Accept some false positives

Periodically rebuild the filter

Why this works:

Bloom filter only needs to answer:

“Could this key exist?”

False positives are acceptable

False negatives are NOT (and this approach avoids them)

2️⃣ Periodic rebuild (very common at scale)
Why rebuild?

Deletes

Data migrations

Long-running drift

Memory pressure

How:

Nightly / hourly job

Scan DB primary keys

Rebuild Bloom filter from scratch

Atomically swap old filter with new one

Benefit:

Simple

Safe

Keeps false-positive rate low

Used by many large systems.

3) Event-driven sync (CDC / messaging)

For high-scale or distributed systems.

Flow:

DB change (insert/delete/update)

CDC (Change Data Capture) stream or event published

Bloom filter updater consumes event

Bloom filter updated in near real-time

Examples:

MySQL binlog

Kafka CDC streams

DynamoDB Streams

Benefit:

Near real-time sync

No heavy DB scans

What happens if Bloom filter update fails?

Normal write flow
App
├─ Write to DB ✅
├─ Add key to Bloom filter ✅
└─ Return success

Failure case (Bloom filter add fails)
App
├─ Write to DB ✅
├─ Add key to Bloom filter ❌ (timeout / error)
└─ Return success anyway

Consequence:

Bloom filter may temporarily miss this key

A future read might:

Bloom filter says “definitely not present” ❌ (false negative risk)

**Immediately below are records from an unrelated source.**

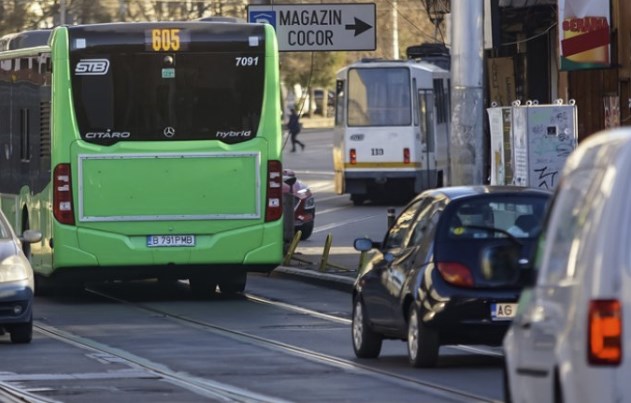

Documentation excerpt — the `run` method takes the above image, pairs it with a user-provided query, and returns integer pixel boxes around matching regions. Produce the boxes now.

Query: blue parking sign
[249,11,276,29]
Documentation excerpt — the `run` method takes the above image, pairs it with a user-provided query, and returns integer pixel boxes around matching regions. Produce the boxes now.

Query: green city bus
[0,22,284,296]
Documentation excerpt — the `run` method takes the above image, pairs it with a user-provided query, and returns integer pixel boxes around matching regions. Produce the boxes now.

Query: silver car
[0,209,41,343]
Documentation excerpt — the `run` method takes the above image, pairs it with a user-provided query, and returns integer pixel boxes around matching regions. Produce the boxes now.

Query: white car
[486,128,631,403]
[0,209,41,343]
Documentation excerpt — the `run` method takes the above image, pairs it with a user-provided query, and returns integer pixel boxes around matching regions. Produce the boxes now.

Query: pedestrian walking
[287,108,305,152]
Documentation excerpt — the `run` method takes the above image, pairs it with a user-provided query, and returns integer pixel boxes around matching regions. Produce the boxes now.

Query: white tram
[332,59,450,205]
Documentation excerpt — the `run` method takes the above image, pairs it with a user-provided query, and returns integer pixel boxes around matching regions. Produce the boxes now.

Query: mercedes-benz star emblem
[163,127,175,138]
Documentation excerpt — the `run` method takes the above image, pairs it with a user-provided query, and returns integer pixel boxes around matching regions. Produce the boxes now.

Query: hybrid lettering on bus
[0,22,284,296]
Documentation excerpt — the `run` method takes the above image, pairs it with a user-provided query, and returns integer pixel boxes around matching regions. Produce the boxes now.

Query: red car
[282,169,316,240]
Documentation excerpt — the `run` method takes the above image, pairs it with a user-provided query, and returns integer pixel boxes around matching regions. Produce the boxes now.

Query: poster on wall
[603,96,620,128]
[558,0,611,71]
[487,57,516,107]
[487,106,513,186]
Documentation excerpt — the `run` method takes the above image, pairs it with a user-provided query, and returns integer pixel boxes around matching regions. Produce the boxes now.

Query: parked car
[351,185,551,368]
[313,88,335,115]
[0,209,42,343]
[283,169,316,240]
[486,128,631,403]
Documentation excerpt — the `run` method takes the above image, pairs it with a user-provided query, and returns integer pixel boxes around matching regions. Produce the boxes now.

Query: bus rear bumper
[343,169,440,195]
[49,221,283,280]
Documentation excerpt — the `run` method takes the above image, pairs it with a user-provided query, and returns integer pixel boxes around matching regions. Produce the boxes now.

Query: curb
[271,266,355,293]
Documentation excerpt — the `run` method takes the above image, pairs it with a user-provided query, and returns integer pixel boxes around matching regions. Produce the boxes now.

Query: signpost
[247,3,376,52]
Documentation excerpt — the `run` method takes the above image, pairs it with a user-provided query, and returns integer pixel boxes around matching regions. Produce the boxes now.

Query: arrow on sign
[345,17,372,37]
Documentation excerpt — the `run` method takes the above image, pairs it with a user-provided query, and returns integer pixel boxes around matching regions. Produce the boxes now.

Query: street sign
[247,3,376,52]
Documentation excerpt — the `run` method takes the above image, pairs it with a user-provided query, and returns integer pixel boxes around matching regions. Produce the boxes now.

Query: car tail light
[588,299,622,366]
[53,163,75,225]
[350,148,356,164]
[403,147,410,164]
[436,262,474,287]
[266,160,283,222]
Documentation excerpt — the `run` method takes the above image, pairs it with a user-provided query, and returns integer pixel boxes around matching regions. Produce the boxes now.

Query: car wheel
[503,360,513,403]
[554,369,564,403]
[351,194,366,206]
[218,272,247,295]
[10,316,33,344]
[407,305,439,368]
[352,297,382,358]
[298,221,314,240]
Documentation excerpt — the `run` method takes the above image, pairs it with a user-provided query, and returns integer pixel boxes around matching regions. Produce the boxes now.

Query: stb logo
[75,59,110,75]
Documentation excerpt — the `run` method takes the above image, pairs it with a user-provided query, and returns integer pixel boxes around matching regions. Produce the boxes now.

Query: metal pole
[119,0,127,22]
[60,0,66,25]
[450,0,485,185]
[392,0,399,59]
[387,208,396,229]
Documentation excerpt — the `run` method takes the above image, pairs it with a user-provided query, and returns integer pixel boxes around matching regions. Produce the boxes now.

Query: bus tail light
[588,299,622,366]
[53,163,75,225]
[350,149,357,164]
[265,160,283,222]
[403,148,410,164]
[436,262,474,287]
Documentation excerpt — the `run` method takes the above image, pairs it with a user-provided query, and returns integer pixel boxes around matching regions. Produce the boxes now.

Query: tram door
[418,89,435,189]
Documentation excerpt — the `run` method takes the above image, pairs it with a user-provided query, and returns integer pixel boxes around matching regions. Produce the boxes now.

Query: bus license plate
[491,303,517,321]
[147,235,196,247]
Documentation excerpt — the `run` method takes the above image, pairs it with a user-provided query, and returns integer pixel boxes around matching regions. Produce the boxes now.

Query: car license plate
[491,303,517,321]
[147,235,196,247]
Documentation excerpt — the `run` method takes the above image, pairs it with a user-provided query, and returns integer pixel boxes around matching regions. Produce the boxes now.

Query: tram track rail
[0,381,61,403]
[32,321,290,403]
[73,287,502,403]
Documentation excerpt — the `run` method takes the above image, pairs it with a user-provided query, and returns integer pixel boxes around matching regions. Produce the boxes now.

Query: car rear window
[448,196,548,239]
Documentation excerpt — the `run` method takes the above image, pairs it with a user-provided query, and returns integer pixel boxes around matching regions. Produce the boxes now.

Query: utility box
[487,104,513,186]
[488,100,578,190]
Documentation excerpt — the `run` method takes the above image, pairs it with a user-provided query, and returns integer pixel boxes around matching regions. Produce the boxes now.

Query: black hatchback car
[351,186,551,368]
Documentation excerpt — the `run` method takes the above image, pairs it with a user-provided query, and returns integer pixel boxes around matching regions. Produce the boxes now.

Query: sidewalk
[271,248,360,293]
[272,265,355,293]
[274,114,352,291]
[301,116,334,129]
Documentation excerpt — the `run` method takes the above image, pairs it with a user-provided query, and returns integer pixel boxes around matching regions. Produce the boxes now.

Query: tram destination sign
[247,3,376,52]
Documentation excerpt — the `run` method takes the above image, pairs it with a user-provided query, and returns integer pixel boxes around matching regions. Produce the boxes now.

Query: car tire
[407,305,439,368]
[503,359,513,403]
[298,221,314,240]
[10,316,33,344]
[351,194,366,206]
[352,297,382,358]
[553,369,564,403]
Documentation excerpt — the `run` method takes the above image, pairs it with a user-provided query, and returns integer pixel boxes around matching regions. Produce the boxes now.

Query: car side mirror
[21,229,42,244]
[354,237,376,251]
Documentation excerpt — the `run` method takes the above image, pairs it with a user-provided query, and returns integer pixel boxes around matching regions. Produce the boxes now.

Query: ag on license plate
[146,235,196,247]
[491,303,517,321]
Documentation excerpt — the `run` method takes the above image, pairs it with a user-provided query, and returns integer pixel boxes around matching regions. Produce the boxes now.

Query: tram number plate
[147,235,196,247]
[491,303,517,321]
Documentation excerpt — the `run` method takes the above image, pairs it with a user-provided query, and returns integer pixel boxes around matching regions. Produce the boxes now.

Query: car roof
[415,185,551,203]
[563,128,631,174]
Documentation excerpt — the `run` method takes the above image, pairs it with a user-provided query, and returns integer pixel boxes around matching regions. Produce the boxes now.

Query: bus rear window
[70,51,265,145]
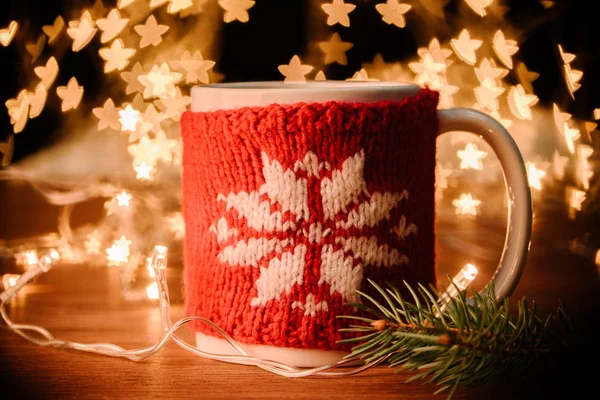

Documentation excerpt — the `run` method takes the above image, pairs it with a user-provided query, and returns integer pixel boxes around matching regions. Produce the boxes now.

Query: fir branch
[337,279,577,399]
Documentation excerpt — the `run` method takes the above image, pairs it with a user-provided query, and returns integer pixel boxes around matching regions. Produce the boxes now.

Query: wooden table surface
[1,186,599,399]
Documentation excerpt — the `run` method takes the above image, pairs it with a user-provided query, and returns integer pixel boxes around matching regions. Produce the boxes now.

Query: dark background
[0,1,599,398]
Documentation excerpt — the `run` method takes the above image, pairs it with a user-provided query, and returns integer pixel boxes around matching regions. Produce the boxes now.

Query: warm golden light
[526,161,546,191]
[218,0,255,23]
[2,274,20,290]
[278,55,313,83]
[322,0,356,27]
[452,193,481,216]
[134,15,169,48]
[96,9,129,43]
[0,21,19,47]
[56,77,84,112]
[66,11,97,52]
[375,1,412,28]
[319,33,353,65]
[116,190,132,207]
[118,105,141,132]
[106,235,132,266]
[457,142,487,170]
[146,282,159,300]
[465,0,493,17]
[492,30,518,69]
[450,29,482,65]
[575,145,594,190]
[99,39,135,73]
[84,230,102,255]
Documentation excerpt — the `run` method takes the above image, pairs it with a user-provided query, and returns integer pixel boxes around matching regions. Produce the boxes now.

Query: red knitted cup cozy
[180,88,440,351]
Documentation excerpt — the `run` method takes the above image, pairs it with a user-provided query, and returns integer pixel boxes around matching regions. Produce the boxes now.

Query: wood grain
[1,186,599,399]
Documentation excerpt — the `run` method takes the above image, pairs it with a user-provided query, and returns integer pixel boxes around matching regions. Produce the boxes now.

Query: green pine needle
[337,279,577,399]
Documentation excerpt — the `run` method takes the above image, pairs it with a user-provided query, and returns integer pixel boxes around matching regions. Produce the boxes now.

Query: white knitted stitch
[336,191,408,229]
[320,150,368,220]
[251,244,307,306]
[319,245,363,303]
[260,152,309,221]
[293,151,321,178]
[208,217,238,243]
[218,192,286,232]
[291,293,329,317]
[392,216,418,239]
[218,237,289,267]
[336,236,408,267]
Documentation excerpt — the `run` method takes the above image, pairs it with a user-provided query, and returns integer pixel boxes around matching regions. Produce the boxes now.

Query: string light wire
[0,246,476,377]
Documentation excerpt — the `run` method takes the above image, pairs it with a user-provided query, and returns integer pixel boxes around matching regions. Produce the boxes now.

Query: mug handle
[437,108,533,302]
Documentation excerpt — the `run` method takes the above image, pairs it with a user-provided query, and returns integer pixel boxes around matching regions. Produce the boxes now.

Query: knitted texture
[180,88,440,351]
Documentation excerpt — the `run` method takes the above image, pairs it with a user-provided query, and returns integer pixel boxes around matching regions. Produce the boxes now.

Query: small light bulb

⚠️ False negatives are dangerous, so we design to avoid them.

🛡️ How systems protect against false negatives
1️⃣ Update Bloom filter after DB write (but don’t depend on it)

DB commit happens first

Bloom filter update is best-effort

2️⃣ Periodic rebuild

Regular rebuild from DB keys

Fixes any missed inserts

Keeps Bloom filter accurate over time

⚠️ Why NOT make Bloom filter update transactional?

Because:

Bloom filters don’t support transactions

They may be in-memory or Redis-based

Making DB writes depend on Bloom filter:

Reduces availability

⚠️ Important clarification

“we can periodically check for the new keys in the DB?”

✔️ Conceptually yes, but
❌ In practice we usually rebuild from scratch, not just “check deltas”.

Why?

Because:

Bloom filters don’t support deletes

Full rebuild:

removes drift

resets false-positive rate

guarantees no false negatives

⏱ How often rebuilds happen (typical)
System size / pattern Typical rebuild frequency
Small / low :writes Once per day
Medium: traffic Every 6–12 hours
High write volume: Every 1–3 hours
Extremely large systems: Rolling or continuous rebuild

It depends on:

Write rate

Acceptable false-positive rate

Cost of scanning DB

🎯 Interview-ready explanation (memorize this)

“Periodic rebuild means regenerating the Bloom filter from the database’s primary keys at fixed intervals. This ensures the filter stays accurate, fixes missed updates, and controls false positives. Most systems rebuild from scratch rather than tracking incremental changes, because Bloom filters don’t support deletes well.”